My proposal would be to implement something as follows

class EnforceConvexity(Approximation):
    def __init__(self, approximation: Approximation, convexity_enforcer: Callable):
        self.approximation = approximation
        self.enforcer = convexity_enforcer

    def update(self, ...):
        self.approximation.update(self, ...)
        self.enforcer(self.approximation)

which would sit around an existing Approximation instance, so initialised as approximation = EnforceConvexity(Approximation(...), convexity_enforcer), where the convexity_enforcer could be any function (or class) that takes the approximation as argument

def convexity_enforcer_1(approximation):
    for intv in range(len(approximation.ddgddy):
        approximation.ddgddy[intv][approximation.ddgddy[intv] < 0] = 0

for which we could implement a couple different variants. With such a (or similar) scheme, we could potentially then provide a range of such enforce_convexity routines that could work on any Approximation without requiring to modify the update method of the Approximation classes directly.

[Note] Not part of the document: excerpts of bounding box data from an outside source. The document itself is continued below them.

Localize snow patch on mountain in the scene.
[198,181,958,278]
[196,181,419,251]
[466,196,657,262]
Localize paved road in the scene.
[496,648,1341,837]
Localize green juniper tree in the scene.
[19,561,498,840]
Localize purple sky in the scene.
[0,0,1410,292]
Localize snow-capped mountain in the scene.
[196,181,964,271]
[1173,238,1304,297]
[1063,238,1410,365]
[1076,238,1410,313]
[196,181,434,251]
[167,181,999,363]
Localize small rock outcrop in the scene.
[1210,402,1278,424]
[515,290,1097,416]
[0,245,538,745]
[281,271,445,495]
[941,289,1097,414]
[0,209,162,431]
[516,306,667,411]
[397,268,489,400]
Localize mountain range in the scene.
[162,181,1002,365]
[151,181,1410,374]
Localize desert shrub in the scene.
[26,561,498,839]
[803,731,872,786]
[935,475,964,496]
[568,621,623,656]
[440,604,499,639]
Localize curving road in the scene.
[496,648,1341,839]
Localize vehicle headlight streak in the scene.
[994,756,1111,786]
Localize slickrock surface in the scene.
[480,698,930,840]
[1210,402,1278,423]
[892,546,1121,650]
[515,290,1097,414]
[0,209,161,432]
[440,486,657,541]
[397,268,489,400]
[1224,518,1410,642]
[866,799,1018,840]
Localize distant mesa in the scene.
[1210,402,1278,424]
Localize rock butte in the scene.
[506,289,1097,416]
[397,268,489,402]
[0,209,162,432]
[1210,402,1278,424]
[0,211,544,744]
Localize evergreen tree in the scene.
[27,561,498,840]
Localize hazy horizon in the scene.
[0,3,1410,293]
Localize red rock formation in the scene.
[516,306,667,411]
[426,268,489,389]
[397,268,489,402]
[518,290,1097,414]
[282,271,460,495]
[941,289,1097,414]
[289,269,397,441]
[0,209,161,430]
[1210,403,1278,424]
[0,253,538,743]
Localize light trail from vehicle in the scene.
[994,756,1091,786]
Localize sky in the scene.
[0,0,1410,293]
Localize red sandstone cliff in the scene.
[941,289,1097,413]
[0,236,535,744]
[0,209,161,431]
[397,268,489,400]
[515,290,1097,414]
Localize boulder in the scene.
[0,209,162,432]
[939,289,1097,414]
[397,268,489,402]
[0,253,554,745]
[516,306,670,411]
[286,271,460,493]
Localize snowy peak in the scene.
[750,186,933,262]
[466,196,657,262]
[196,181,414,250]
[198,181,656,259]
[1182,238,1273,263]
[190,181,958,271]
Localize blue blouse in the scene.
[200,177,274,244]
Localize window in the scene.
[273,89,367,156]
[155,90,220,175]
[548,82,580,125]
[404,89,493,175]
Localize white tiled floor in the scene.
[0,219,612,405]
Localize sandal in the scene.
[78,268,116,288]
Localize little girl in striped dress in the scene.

There are of course multiple ways to implement behaviour like this and possibly we should consider a PR/issue for this to see what would be the most appropriate way to insert this into the framework.

_Originally posted by @MaxvdKolk in https://github.com/artofscience/sao/pull/62#discussion_r657285997_

artofscience commented 3 years ago

To get a good view let us discuss the different types of enforcing convexity

MaxvdKolk commented 3 years ago

Agree, would be nice to see if most common methods can be implemented with a simple function or that we might want to think about putting this into more detailed classes etc.

Giannis1993 commented 3 years ago

This is a bit tricky to implement for the 2nd-order Taylor expansions with respect to an arbitrary intervening variable y. The reason being that we must enforce the convexity of \tilde{g}[y[x]] wrt to x and not y. Equations become quite complex, so we might want to leave it out for now. Perhaps we can implement it only on the 1st-order methods and warn the user for the 2nd-order ones or something.

Giannis1993 commented 3 years ago

After looking into this and discussing with @artofscience, we concluded that a realistic and viable option would be to implement a method in the Approximation class that will warn the user when entries of subprob.ddg(x) and therefore entries of approx.ddg(x) become negative. That way we are consistent in handling non-convexity throughout the package, cuz enforcing convexity in the case of an arbitrary intervening variable y[x] in combination with any of our Taylor2 expansion proved to be pretty hard to solve.

artofscience commented 2 years ago

Why not add some functions to the "subproblem" object: e.g.

  1. Check convexity
  2. Check separability
  3. etc. Since those properties not only depend on the approximation, but also on the move limits etc.